Big Data has become one of the most over-used and over-loaded terms in IT and data management in recent years. Since we focus on business intelligence for SQL Server in this blog, I think it’s fair to make the statement that many of us have had “big data” data warehouses and analytics in SQL Server for many years. Yahoo! has OLAP cubes in SSAS of many TBs, for example. I’ve personally built and managed CDR, telecom and ICA media data warehouses in SQL Server of many TBs in size. We used to call these “VLDBs” and truth be told, and there are some very specific complex configurations that you need to put in the place for SQL Server, focusing on columnar databases and in-memory cubes in SQL Server 2012 or look at the MPP SQL Server PDW. SQL Server Fast Track is another good option for large SMP scale-up data warehouses.
The difference with Big Data is that we start to look at providing analytics and insights into your organization’s data assets that are NOT in the data warehouse. Most enterprise BI systems provide maybe 10% of your overall data assets for your decision makers and BI users. The idea with Big Data is that we can additional provide 2 specific features in our data systems with SQL Server if we were to utilize the primary Big Data platform: Hadoop. These features are:
1. Optimized ETL. A key reason why your data warehouse does not contain all of the data for insights that your organization may need could be because the data sources are too varied, too large or unstructured in nature. Linux shops that take advantage of Apache’s Hadoop Big Data platform have been utilizing tools in Hadoop like Hive, Sqoop, HDFS and MapReduce for years now. Microsoft has just released a developer preview of their first Windows port of the Hadoop platform which I’ll talk about in more detail below.

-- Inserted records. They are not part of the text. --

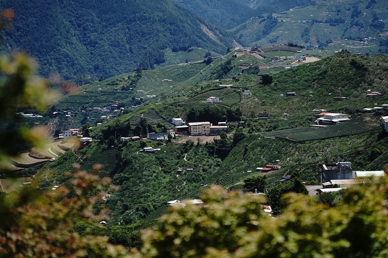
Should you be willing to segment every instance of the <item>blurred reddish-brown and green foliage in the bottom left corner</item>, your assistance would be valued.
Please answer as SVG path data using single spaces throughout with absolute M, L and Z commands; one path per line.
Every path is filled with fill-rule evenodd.
M 36 188 L 0 194 L 0 257 L 120 257 L 123 246 L 108 243 L 108 237 L 85 232 L 80 221 L 94 223 L 109 219 L 96 202 L 110 179 L 99 179 L 98 166 L 90 172 L 79 169 L 72 175 L 72 189 L 59 187 L 42 194 Z M 98 190 L 95 196 L 91 191 Z M 99 226 L 102 228 L 102 226 Z

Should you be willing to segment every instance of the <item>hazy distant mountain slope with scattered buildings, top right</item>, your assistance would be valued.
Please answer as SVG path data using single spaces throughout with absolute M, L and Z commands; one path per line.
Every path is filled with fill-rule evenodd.
M 357 40 L 361 53 L 387 52 L 388 10 L 385 2 L 375 0 L 315 1 L 315 5 L 258 15 L 230 30 L 245 46 L 287 44 L 326 47 L 341 40 Z M 365 38 L 369 39 L 368 43 Z M 367 43 L 367 44 L 365 44 Z M 360 45 L 362 44 L 362 45 Z M 364 47 L 361 47 L 364 46 Z

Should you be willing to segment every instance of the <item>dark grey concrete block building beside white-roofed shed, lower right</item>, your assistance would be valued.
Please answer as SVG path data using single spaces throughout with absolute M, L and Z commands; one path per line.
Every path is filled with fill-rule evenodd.
M 329 182 L 330 180 L 353 179 L 353 170 L 350 162 L 339 162 L 336 164 L 322 165 L 321 181 Z

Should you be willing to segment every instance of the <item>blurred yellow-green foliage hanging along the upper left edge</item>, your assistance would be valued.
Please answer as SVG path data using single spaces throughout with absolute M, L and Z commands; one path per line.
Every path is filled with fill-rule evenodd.
M 0 31 L 11 27 L 12 10 L 0 13 Z M 51 103 L 55 91 L 47 82 L 36 76 L 36 64 L 26 54 L 0 54 L 0 161 L 16 154 L 22 148 L 42 143 L 45 130 L 29 129 L 17 110 L 28 107 L 44 110 Z

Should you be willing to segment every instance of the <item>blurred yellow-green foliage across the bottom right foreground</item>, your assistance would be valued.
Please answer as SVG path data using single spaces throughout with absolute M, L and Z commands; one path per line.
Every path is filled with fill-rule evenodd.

You can pre-process very complex large files in Hadoop MapReduce in a distributed manner and then ETL the resulting aggregated results into your SQL Server data warehouse using SSIS or the Apache Hadoop Big Data extraction tool Sqoop.
2. You can always just leave the source data in HDFS and run Hive queries against that data. This is the scenario I’ll introduce you to below. This is what I call Big Data Analytics.
The Microsoft port of Hadoop to Windows is available here in developer preview from Microsoft and Hortonworks: Microsoft HDInsight. There is a version that you can download and install locally on Windows or Windows Server. Or you can use the public cloud version of Hadoop on Azure. I downloaded and installed the local version of Hadoop on my Windows 7 laptop to get the Hive ODBC driver that I used in this demo. The distribution with install a name node and data node together on your box. That won’t give you the distributed quality that Hadoop provides you with MapReduce and HDFS. But it will give you a way of getting started on these Big Data technologies on your Windows platform and integrate them with Excel and SQL Server in a single-node configuration and includes some great examples of MapReduce, Pig and Hive.
Hive is part of the Apache Hadoop platform that allows users to build SQL-live queries using the Hive query language (HiveQL or HQL). This is where you can provide data discovery capabilities to your data scientists who want to find new patterns and answers in your organizational data assets that are not available in the aggregate or even in the detail in your data warehouse.
You can write HQL queries from the command-line for Hadoop or you can use the Hive ODBC driver for Excel in Microsoft’s HDInsights Hadoop distribution.
When you click over to the Hive Pane in Excel, you can then connect into your Hive system either on the Windows Hadoop platform or your Linux-based distribution.
Excel will present you with the list of tables available to you in Hive. These tables are built via metadata DDL statements that you use to create schemas that can be queried with data stored in HDFS.
Select your tables & columns and then execute the query. The ODBC driver will issue the Hive query out to the server and return the results from Hadoop to your Excel interface. Note the HQL query syntax which allows your users to write custom SQL-like HiveQL in the bottom-right pane.
Excel may be a more beneficial interface for your company’s analysts who wish to explore big data, or you can still use the HiveQL command-line interface. In either case, you can execute custom queries. In Excel, you are now able to bring this data into analytical tools (such as Excel or PowerPivot) for advanced Big Data Analytics from a single tool.